Some students discuss close, even intimate relationships with Hawaiians – one Chinese girl was taken care of by Hawaiians in her plantation town while her parents worked.  “I guess that it is because of my early contact with them that I have always had a liking for Hawaiians. I admire their simplicity and generosity. I have always been drawn to them. I mingle with them so much that I can almost be one of them” (“Interesting Cases” folder, Glick papers Box 2).

Sometimes we see Hawaiians reflected through the eyes and experience of a hanai child. One writer described her mother’s experience growing up with the grandmother who adopted and raised her.   Interestingly, the writer says her mother was given up because her own mother didn’t want her, a common way of characterizing Hawaiian adoption practices. It’s difficult to know whether this writer knew that her mother wasn’t wanted or if she was parroting the common stereotype of Hawaiian women casually giving away their children. Nevertheless, she describes her family’s relationship with their Hawaiian relatives as kind and affectionate. “Everyone is fond of Hawaiian foods and Hawaiian music, and mother is at home with the Hawaiian language” (“Interesting Cases” folder, Glick Papers  Box 2).

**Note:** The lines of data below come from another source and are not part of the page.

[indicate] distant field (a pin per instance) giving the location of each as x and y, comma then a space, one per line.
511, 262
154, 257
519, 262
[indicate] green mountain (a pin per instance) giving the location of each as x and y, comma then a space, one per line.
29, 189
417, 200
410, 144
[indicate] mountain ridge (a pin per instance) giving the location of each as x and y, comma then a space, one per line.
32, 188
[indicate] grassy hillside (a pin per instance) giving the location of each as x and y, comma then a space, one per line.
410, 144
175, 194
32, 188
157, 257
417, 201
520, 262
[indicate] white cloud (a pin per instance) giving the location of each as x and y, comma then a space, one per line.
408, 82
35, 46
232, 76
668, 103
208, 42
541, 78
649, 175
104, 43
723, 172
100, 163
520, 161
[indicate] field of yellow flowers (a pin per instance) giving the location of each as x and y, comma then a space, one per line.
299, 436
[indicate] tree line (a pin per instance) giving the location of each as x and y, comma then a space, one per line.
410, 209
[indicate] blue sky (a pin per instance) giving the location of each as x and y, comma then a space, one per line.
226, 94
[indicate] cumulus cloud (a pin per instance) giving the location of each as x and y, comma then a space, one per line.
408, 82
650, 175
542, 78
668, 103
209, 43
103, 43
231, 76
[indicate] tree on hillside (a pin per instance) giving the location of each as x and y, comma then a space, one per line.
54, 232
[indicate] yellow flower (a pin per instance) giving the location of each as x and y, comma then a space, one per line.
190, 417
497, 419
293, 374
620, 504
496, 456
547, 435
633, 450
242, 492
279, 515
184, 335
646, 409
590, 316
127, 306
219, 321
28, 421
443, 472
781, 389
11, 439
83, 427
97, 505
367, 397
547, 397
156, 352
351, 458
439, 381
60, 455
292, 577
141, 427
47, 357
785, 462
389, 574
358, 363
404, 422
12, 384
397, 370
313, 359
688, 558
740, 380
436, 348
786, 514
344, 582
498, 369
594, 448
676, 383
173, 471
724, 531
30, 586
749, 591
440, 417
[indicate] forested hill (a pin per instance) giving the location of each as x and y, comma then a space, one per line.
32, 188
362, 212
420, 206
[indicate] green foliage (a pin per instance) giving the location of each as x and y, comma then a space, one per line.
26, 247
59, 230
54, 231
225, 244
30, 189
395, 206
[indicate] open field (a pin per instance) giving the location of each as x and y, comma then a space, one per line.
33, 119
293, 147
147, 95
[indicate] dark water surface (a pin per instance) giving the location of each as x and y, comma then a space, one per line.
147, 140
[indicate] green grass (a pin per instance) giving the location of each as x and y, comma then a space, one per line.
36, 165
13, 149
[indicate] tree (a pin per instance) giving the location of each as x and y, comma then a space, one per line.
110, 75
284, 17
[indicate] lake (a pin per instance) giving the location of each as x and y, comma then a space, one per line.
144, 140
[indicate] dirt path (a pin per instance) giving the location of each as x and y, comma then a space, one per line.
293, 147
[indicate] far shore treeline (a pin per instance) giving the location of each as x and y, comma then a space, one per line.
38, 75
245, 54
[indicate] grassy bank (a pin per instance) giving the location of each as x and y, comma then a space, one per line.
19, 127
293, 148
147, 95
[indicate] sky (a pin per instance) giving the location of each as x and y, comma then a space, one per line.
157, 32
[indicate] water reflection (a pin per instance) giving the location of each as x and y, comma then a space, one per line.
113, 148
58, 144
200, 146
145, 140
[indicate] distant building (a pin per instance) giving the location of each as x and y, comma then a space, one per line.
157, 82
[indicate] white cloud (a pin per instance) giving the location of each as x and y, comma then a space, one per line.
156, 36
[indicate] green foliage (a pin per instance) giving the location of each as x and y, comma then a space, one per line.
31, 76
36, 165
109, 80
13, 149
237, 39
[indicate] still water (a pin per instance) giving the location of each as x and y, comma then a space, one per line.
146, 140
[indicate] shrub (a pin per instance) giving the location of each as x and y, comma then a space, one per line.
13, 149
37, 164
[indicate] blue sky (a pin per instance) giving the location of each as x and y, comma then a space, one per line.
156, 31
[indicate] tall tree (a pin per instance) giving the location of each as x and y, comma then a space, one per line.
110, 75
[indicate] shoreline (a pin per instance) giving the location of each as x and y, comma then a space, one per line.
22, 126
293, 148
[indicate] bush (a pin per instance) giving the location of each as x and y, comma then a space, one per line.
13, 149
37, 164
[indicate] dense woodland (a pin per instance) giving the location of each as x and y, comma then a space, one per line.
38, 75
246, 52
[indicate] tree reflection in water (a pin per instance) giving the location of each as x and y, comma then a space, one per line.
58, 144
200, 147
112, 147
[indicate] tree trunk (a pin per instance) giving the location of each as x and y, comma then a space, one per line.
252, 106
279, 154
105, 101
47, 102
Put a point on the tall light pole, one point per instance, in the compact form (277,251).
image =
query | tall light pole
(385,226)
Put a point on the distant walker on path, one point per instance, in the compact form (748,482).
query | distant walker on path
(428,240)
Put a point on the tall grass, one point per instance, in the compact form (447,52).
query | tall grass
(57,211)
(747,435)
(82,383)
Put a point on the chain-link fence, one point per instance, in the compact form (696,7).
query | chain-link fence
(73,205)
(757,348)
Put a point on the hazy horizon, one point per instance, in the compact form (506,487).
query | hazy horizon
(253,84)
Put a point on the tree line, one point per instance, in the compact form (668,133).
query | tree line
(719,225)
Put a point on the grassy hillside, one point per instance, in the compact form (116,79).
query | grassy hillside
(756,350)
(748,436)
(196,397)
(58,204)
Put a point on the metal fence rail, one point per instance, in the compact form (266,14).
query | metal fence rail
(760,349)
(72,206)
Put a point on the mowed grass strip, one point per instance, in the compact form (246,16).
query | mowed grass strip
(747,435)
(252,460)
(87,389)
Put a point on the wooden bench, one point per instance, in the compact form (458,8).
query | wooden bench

These examples don’t reflect the range of responses of part-Hawaiians students and it might be difficult to discern a pattern or draw consistent conclusions.  The time period (pre- or post-war), class, and gender are all reflected in the work of the RASRL writers and shaped their responses and points of view.  Further discussion (and posts) about Hawaiians will deal with how Hawaiians represented themselves in student life at the University of Hawai‘i.